Not even the worst part of this image, but you’d think they would order these by emotional intensity.

This is really … specific. There’s a story here and I want to hear it, preferably over a beer.

FWIW, Roosevelt Island usually has a great view of the fireworks, but the best thing is to find someone who lives in a high-rise and watch from there.

OK, first, I think you need to be hiring for a project manager not some vague cultural fit. Second, if you’re flying to New York for a podcast, why didn’t you pack the equipment you need? Or arrange it ahead of time? Why are you flying to New York just to do a podcast when Zoom exists? I know you don’t celebrate it but it’s hard to believe that the UK doesn’t have some cultural awareness of July 4. The UK played a critical role in the story of US independence, after all (although it’s the US is taxing the UK for tea now.)

Also, it’s New York - I guarantee you can find what you need even on July 4th. Also, also, I want to hear this story after you finish the one about getting hacked. Second round is on me.

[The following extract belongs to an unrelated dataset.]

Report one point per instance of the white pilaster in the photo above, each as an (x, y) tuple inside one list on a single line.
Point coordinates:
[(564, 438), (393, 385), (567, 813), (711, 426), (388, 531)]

This isn’t a question it’s a subtweet.

Ok I can see you’re working through something here …

Hey. Hey buddy. You doing OK? You want to get a cup of tea and talk about it?

A lot of the feeling that the process of recruiting, interviewing, and hiring is broken today, I think, stems from companies trying to scale the process of hiring without thinking critically about what they are trying to scale for. Without knowing the specific history here, it’s not hard to imagine a directive to “streamline” the hiring process without focusing on what the organization was trying to actually get out of the candidates they interviewed.

I have seen similar issues in organizations in which online coding assessments - or worse, even minimal to no interviewing of entry-level candidates - led to gaming of the process and were eventually rolled back to phone screens and more traditional interviews. The assessments tested basic coding challenges but not how people went about problem solving - and so the people who were brought on struggled.

So we are here. Candidates jump through hoops like tests like this without the company getting anything meaningful out of it. At least they haven’t outsourced interviewing wholesale to AI recruiters.